Variable is not defined

Question

I am trying this code to update the fallback of tipsy plugin. How can I access the variable a outside of first function ? I can override the variable to make the update, correct ?

<script type="text/javascript">
$(document).ready(function () {
    var a ="Login";
    $("#login_form").submit(function () {
        var formdata = $("#login_form").serializeArray();
        $.ajax({
            url: "ajax_login.php",
            type: "post",
            dataType: "json",
            data: formdata,
            success: function (data) {
                if (data.livre === 'complete') {
                    var a ="success";
                } else 
                    var a = "Error";
            }
        });
return false;
    });
});
</script>

<script type='text/javascript'>
$(document).ready(function () {
    $('.login_fields input[rel=tipsy]').tipsy({gravity: 'w', trigger: 'manual', fallback: a }); // a is not defined
});
</script>

Answer 1

Either move the code within the second document.ready block to the first one (which will make the a variable accessible by your .tipsy() call) or make the a variable a global.

<script type="text/javascript">
$(document).ready(function () {
    var a ="Login";
    $("#login_form").submit(function () {
        var formdata = $("#login_form").serializeArray();
        $.ajax({
            url: "ajax_login.php",
            type: "post",
            dataType: "json",
            data: formdata,
            success: function (data) {
                if (data.livre === 'complete') {
                    a ="success";
                } else 
                    a = "Error";
            }
        });
return false;
    });
    $('.login_fields input[rel=tipsy]').tipsy({gravity: 'w', trigger: 'manual', fallback: a });

});
</script>

OR

<script type="text/javascript">
var a = "Login";
$(document).ready(function () {
    $("#login_form").submit(function () {
        var formdata = $("#login_form").serializeArray();
        $.ajax({
            url: "ajax_login.php",
            type: "post",
            dataType: "json",
            data: formdata,
            success: function (data) {
                if (data.livre === 'complete') {
                    a ="success";
                } else 
                    a = "Error";
            }
        });
return false;
    });
});
</script>

<script type='text/javascript'>
$(document).ready(function () {
    $('.login_fields input[rel=tipsy]').tipsy({gravity: 'w', trigger: 'manual', fallback: a }); // a is not defined
});
</script>

Notice I removed the var declaration from the success callback on your AJAX call.

UPDATE

To pass the updated value of a to tipsy you will need to run the .tipsy() call in your callback function. You could also run it as you are now and update the tipsy plugin in your callback function (however I am not familiar with the plugin and am not aware of how to do this):

<script type="text/javascript">
$(document).ready(function () {
    var a ="Login";
    $("#login_form").submit(function () {
        var formdata = $("#login_form").serializeArray();
        $.ajax({
            url: "ajax_login.php",
            type: "post",
            dataType: "json",
            data: formdata,
            success: function (data) {
                if (data.livre === 'complete') {
                    a ="success";
                } else {
                    a = "Error";
                }
                $('.login_fields input[rel=tipsy]').tipsy({gravity: 'w', trigger: 'manual', fallback: a });
            }
        });
return false;
    });
});
</script>

Answer 2

It is not possible to change the fallback property of your Tipsy objects after they've been created without hacking the tipsy plugin itself.
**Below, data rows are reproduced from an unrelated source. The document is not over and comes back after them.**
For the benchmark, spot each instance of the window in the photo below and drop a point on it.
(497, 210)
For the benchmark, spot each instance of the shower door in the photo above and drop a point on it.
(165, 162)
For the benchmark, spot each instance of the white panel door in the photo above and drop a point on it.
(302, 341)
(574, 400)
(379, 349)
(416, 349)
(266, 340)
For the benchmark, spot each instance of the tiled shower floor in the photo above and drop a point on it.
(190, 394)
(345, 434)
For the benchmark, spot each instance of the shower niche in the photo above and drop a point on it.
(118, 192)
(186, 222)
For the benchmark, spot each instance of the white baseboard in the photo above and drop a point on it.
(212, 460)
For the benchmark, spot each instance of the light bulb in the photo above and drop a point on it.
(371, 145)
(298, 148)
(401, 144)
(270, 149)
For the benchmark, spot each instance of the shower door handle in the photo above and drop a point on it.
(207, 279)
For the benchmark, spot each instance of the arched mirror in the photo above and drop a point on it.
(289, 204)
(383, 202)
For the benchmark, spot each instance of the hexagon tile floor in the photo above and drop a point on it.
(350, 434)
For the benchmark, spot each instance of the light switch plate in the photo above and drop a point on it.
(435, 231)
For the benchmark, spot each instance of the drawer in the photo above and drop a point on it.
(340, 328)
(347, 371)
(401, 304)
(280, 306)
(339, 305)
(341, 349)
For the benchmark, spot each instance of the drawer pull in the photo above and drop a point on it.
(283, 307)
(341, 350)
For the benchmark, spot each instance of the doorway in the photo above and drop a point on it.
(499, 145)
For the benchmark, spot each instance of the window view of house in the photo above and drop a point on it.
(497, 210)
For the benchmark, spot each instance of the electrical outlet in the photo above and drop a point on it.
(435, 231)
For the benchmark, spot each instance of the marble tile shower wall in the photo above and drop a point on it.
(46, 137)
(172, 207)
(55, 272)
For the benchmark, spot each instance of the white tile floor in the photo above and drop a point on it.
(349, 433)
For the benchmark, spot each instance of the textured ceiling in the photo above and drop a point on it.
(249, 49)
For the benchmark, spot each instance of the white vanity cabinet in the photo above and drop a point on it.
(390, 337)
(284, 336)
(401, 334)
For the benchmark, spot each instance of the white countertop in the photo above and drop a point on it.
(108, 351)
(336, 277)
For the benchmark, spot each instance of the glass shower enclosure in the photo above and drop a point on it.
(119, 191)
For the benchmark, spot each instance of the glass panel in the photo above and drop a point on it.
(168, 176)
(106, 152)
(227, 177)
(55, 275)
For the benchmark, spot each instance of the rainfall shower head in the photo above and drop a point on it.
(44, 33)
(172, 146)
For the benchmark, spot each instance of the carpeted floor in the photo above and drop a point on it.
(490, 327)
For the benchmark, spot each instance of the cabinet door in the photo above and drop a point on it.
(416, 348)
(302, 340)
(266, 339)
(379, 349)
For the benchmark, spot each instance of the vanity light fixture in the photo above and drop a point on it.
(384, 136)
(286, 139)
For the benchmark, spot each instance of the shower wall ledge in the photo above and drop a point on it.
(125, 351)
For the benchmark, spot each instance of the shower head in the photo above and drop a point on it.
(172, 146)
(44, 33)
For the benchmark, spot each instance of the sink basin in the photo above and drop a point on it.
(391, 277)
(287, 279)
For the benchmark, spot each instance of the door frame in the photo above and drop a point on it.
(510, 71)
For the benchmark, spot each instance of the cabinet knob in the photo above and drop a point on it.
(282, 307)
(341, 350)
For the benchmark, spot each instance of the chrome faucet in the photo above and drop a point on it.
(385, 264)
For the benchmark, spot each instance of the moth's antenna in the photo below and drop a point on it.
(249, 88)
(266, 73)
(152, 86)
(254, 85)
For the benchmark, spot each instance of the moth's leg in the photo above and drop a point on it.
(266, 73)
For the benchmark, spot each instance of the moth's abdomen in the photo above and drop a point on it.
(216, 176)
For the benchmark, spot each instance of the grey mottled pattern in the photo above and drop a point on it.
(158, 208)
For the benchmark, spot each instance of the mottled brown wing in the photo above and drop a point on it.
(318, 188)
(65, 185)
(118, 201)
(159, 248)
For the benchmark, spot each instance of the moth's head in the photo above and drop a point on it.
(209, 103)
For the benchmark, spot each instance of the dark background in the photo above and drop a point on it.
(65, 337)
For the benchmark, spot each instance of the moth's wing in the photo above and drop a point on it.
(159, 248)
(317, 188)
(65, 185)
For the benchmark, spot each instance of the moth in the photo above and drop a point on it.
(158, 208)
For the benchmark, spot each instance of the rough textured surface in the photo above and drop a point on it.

Given the fallback parameter is a string, it is interpreted as soon as the $().tipsy({...}) function is executed. So changing the value of variable a afterwards will not change the fallback parameter.

I first thought that directly updating the fallback property from the $.fn.tipsy.defaults object would make it, but when a new Tipsy object is created, the fallback property is basically copied in it, so it will store the initial value of fallback forever.

One solution would be to fork the Tipsy project and change the fallback property to accept either a string or a function(). Like this it would be possible to do something like: fallback: function (){ return a;}.

Answer 3

Move the a variable outside the ready function:

<script type="text/javascript">
    var a ="Login";
    $(document).ready(function () {

Also, don't use the var keyword in your success function. You are re-declaring the variable, rather than setting the value of the variable defined at the beginning of the ready function.

 success: function (data) {
            if (data.livre === 'complete') {
                a ="sucess";
            } else 
                a = "Error";
        }

Answer 4

You could make it global. Whether or not that's what you should do depends.

If it's all running in doc ready, there's no reason to have a global; you could just run the code from the second docready from the ajax success (or complete, if it meets your needs).

Hard to say; don't know how close the snippets are to reality.

Answer 5

1) why do you have 2 Document.ready ??

2)you can use global param or $.data to transffer data.

3)for your solution - declare the var a ="Login"; out side or use self Executing func which keeps the scope for the global var.